THOMAS VERBRAKEN

Research

Research Interests

My research focuses on the application of data analytics to real life business applications, such as in marketing and finance. A key element of my research entails the incorporation of profitability into data analytics, in order to align data-driven solutions with business requirements. This has led to the development of a profit-driven performance measure for customer churn prediction models and for credit scoring models. We are also working on the incorporation of profitability into the model building step itself.

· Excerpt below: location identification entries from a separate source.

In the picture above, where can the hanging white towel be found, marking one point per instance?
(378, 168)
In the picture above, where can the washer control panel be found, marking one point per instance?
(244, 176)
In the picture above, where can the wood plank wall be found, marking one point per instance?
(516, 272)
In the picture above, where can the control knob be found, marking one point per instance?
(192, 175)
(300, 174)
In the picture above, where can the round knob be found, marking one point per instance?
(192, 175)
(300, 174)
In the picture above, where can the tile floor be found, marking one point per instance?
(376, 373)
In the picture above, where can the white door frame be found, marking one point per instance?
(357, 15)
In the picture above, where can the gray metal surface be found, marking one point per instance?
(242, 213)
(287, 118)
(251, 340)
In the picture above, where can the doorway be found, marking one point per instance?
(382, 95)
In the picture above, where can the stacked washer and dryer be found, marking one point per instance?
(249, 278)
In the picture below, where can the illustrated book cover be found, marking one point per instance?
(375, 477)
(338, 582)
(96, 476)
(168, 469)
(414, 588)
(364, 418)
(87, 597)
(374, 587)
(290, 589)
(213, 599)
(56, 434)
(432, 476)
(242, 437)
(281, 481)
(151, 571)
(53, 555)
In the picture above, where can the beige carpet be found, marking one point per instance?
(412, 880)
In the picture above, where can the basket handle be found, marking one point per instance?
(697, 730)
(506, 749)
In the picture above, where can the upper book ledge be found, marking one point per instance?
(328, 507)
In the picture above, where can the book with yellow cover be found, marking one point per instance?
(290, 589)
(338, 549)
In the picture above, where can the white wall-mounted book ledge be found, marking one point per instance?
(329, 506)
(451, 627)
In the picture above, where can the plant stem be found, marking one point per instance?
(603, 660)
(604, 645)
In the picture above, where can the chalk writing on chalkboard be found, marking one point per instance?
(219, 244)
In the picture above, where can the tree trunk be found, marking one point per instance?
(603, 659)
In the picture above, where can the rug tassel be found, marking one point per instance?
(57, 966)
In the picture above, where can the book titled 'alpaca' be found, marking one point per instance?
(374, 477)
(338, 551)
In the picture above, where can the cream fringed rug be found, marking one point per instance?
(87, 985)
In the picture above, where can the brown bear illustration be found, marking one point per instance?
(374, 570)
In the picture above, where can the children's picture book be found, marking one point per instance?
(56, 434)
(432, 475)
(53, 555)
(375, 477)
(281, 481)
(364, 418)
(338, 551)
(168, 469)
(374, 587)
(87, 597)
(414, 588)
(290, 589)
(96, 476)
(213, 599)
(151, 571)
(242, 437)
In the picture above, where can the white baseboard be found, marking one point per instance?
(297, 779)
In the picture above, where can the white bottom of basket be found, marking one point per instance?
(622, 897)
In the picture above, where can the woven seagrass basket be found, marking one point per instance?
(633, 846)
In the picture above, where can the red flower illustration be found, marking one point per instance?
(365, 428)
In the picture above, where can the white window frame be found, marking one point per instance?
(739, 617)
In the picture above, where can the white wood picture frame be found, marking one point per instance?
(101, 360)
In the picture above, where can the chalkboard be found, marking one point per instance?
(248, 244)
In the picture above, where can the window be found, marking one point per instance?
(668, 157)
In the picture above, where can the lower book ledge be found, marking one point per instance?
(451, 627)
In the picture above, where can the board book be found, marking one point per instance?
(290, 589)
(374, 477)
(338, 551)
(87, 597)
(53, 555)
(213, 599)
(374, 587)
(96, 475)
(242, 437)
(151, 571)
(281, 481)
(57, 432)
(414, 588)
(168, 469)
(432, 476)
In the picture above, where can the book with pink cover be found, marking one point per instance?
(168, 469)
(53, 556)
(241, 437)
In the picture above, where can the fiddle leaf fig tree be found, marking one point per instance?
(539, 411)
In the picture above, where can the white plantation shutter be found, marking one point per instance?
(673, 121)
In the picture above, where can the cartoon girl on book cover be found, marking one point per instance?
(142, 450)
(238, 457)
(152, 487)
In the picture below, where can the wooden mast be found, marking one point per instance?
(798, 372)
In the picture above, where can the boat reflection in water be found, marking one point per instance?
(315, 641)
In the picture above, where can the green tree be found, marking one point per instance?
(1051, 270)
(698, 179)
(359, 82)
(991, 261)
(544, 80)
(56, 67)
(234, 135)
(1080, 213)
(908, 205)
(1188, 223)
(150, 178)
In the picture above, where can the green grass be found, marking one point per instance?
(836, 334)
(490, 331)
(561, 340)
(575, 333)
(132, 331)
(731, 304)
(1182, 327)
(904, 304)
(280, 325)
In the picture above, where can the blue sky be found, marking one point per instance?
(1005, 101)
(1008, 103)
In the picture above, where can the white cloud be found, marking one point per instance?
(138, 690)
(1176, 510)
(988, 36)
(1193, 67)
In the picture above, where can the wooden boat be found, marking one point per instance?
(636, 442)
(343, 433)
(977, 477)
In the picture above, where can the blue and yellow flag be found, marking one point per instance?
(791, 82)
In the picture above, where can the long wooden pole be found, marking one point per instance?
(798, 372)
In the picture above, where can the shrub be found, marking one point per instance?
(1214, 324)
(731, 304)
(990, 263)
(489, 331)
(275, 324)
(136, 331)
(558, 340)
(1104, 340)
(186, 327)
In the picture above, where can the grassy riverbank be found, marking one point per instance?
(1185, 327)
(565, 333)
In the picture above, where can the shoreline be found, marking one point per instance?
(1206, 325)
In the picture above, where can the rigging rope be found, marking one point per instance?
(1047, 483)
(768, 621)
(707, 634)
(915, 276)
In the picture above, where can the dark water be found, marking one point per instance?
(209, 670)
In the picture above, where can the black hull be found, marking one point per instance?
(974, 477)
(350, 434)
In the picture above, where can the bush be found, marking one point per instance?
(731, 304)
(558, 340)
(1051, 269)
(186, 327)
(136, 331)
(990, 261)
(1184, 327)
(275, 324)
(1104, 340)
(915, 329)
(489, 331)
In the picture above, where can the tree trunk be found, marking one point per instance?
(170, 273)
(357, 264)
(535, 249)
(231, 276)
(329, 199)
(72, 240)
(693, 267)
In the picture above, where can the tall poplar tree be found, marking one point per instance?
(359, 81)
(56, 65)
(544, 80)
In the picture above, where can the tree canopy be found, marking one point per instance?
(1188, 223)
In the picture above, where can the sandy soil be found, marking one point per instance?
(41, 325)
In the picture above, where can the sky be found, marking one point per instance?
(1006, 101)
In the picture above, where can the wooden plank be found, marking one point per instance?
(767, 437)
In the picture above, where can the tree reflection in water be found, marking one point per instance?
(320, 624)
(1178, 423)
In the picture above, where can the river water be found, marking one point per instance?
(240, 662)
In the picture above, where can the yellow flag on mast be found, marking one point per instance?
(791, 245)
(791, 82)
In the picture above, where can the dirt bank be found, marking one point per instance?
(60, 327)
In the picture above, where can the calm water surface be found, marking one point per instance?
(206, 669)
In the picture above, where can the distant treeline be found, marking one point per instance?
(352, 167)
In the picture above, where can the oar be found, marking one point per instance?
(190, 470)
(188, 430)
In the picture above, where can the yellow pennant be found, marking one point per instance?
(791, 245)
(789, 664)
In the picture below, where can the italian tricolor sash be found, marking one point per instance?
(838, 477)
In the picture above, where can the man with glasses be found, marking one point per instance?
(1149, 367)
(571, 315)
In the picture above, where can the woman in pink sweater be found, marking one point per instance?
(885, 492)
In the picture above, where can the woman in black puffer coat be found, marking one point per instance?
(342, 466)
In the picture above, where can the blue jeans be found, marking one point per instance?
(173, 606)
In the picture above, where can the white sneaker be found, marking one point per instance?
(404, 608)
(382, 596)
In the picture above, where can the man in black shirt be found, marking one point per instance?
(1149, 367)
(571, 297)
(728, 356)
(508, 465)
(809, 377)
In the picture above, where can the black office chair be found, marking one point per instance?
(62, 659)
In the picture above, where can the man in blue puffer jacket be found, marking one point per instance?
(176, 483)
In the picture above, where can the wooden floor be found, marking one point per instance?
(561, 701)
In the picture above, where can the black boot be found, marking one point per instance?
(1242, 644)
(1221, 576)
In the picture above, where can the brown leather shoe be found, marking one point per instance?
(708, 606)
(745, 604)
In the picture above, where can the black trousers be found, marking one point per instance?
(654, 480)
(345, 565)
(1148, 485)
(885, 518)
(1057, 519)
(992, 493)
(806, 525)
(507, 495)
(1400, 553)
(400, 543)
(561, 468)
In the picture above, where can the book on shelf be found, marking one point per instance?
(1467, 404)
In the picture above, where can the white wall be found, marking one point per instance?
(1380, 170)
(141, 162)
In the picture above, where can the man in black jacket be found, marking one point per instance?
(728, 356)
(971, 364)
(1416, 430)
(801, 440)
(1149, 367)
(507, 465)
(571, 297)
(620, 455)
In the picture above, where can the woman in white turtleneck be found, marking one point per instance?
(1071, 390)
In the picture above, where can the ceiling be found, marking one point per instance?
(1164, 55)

My main research topics are:

  • Predictive analytics: classification models, (social) network-based classification
  • Profit-driven classification performance measurement
  • SOM-based clustering
  • Rule extraction
  • Bayesian network classifiers

I have worked on the following applications:

  • Customer churn prediction in the telecommunication and financial industry
  • Credit scoring
  • Software fault prediction
  • E-commerce acceptance

More information can be found on DataminingApps, or on the website of my research group, the Leuven Institute for Research on Information Systems (LIRIS).

PhD Project


Title: Business-Oriented Data Analytics - Theory and Case Studies

Doctoral committee:

  • Prof. dr. Bart Baesens (KU Leuven)
  • Prof. dr. Marnik Dekimpe (Tilburg University)
  • Prof. dr. Theodoros Evgeniou (INSEAD)
  • Prof. dr. ir. David Martens (Universiteit Antwerpen)
  • Prof. dr. Martina Vandebroek (KU Leuven)
  • Dr. Bram Vanschoenwinkel (AE)

The public defense found place on September 12, 2013, in Leuven, Belgium.

Summary
This PhD thesis focuses on predictive analytics in a business environment. Unlike explanatory modeling, which aims at gaining insight into structural dependencies between variables of interest, the objective of predictive analytics is to construct data-driven models that produce operationally accurate forecasts.

Such a predictive analytics tool consists of two components, (1) data-driven models designed to predict future observations and (2) methods to assess the predictive power of such models. This dissertation focuses on a sub domain of predictive analytics: binary classification. Hence, two components are of interest: the classification models themselves, and the classification performance measures. We argue that profitability should be integrated into both components.

We propose an approach which looks at benefits and costs, instead of misclassification costs alone. By focusing on benefits (and profit) rather than costs, we are staying closer to the business reality, and aid the adoption of classification techniques in the industry. Therefore, a profit-based classification performance measure is developed and applied to real life business cases. Moreover, an exploratory study on the incorporation of the profitability criterion into the model building step is presented.

Finally, this PhD thesis discusses two case studies which clearly demonstrate the usefulness of data analytics in a business context.